O número de pessoas desocupadas no país, entre setembro e novembro, totalizou 5,6 milhões, marcando o menor contingente já registrado pela pesquisa. Em contraste, o pico de desocupação na série histórica foi observado no trimestre encerrado em março de 2021, auge da pandemia de covid-19, quando 14,9 milhões de pessoas estavam sem emprego formal.
A redução na taxa de desocupação foi acompanhada por um novo recorde no número de pessoas ocupadas, atingindo 103,2 milhões. O nível de ocupação, que mede a proporção de pessoas com 14 anos ou mais trabalhando, alcançou 59,0%, o maior percentual da série histórica da Pnad Contínua.
Entenda a comparação com o governo anterior
Durante o governo do ex-presidente Jair Bolsonaro, o mercado de trabalho brasileiro enfrentou variações significativas. Em 2019, a taxa de desemprego registrou 11,9%. O ano de 2020, marcado pelo início da pandemia de COVID-19, viu a taxa subir para 13,2%, atingindo um dos pontos mais altos da série histórica. Em 2021, houve uma leve recuperação, mas o índice permaneceu em 13,2%.
A recuperação mais consistente ocorreu em 2022, quando a taxa de desemprego diminuiu para 9,3%, o menor patamar desde 2015 naquele período. Esta trajetória de queda foi impulsionada pela retomada econômica pós-pandemia e por políticas de flexibilização do trabalho.
Em 2023, a taxa de desemprego fechou o ano em 7,8%, continuando a tendência de queda e alcançando o menor patamar desde 2014. No quarto trimestre de 2024, o índice recuou para 7,4%, e no segundo trimestre de 2025, a taxa chegou a 5,8%, consolidando a recuperação do mercado de trabalho.

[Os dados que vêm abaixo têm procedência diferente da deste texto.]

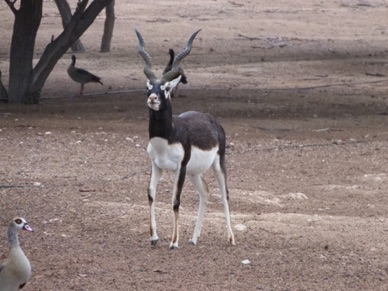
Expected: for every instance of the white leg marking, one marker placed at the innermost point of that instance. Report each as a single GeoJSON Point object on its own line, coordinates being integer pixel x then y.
{"type": "Point", "coordinates": [155, 176]}
{"type": "Point", "coordinates": [203, 191]}
{"type": "Point", "coordinates": [175, 233]}
{"type": "Point", "coordinates": [222, 183]}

Os dados atuais, com a taxa de 5,2% em novembro de 2025, representam uma continuidade e intensificação da recuperação observada nos anos anteriores. Fatores como o crescimento da população ocupada, o aumento do número de empregados com carteira assinada e a elevação da renda média real do trabalhador contribuem para este cenário.
Em 2023, a população ocupada cresceu 3,8% em relação a 2022, totalizando 100,7 milhões de pessoas. O número de trabalhadores com carteira assinada também apresentou alta, chegando a 37,7 milhões, um aumento de 5,8% em comparação ao ano anterior, indicando maior formalização.
A renda média real do trabalhador atingiu R$ 3.507 no trimestre encerrado em setembro de 2025, um aumento de 4% em relação ao mesmo período de 2024. Este crescimento da renda contribui para o aquecimento do consumo e a geração de novos postos de trabalho.
O cenário atual reflete uma recuperação gradual e sólida do mercado de trabalho brasileiro, com indicadores que apontam para a continuidade da tendência de queda do desemprego e melhoria nas condições de ocupação e renda.